How do you make Snow White “pop” when she’s singing outdoors for 4,000 visitors in front of the world’s largest Disney castle? That question faced UCLA School of Theater, Film and Television Professor Myung Hee Cho when she agreed to help design sets and costumes for Golden Fairytale Fanfare. Launched at Shanghai Disneyland, a cultural mélange that opened in June, the 17-minute song and dance spectacle features Mickey Mouse, seven dwarves and six charmingly iconic princesses performing onstage several times a day.

Cho, known for designing spare contemporary dramas, embraced Fanfare as a refreshing change of pace. “It’s a different kind of storytelling,” she says. “You have to connect with the audience in a much shorter span of time than a regular theater piece, but it still has to have a heart. We used the costumes and set design to help tell the story for the young Chinese audience, as well as their parents and grandparents.”

Collaborating with Fanfare director Shi-Zheng Chen and Walt Disney Imagineering Creative Entertainment executive Tom Williams, Cho ensured that the princesses stood out on stage by making subtle adjustments to their classic looks. “I kept Snow White’s silhouette, but I gave her sleeves a reflective quality by blending shards of Mylar and sequins and reflective PVCs,” she says. “This way, the saturation of the colors is slightly enhanced.”

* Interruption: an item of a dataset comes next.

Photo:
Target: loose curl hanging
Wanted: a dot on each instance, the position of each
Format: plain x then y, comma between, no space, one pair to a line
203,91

Fanfare’s eye-popping theatricality brings Cho full circle to the experience that sparked her career. Born in Seoul, South Korea, she moved to the Bronx at age 13, studied art at The Cooper Union and started working as a graphic designer. Then she went to the opera. “My sister took me to see Aida, and everything on that stage was so lush and creative and fascinating,” she recalls. “I realized someone had to design all these things and immediately felt, ‘This is what I want to do.’”

After designing such shows as Wit and Lackawanna Blues, Cho joined the UCLA faculty in 2009. “I didn’t know if I’d have much to offer, but once I started teaching, it felt right to me,” she says. “My students learn a great deal, not just on their own projects but by working on larger productions that I am involved in.”

For Fanfare, Cho enlisted a number of students to assist in costume rendering, while her protégé Ji Young Lee, a Walt Disney Imagineering intern, oversaw preproduction design tweaks in Shanghai.

Now head of UCLA’s M.F.A. Design Program, Cho recently designed costumes for the Washington National Opera’s production of The Marriage of Figaro. She continues to savor the balance between classroom and stage: “When I tap into my students’ passions, it’s just as exciting as my own design career.”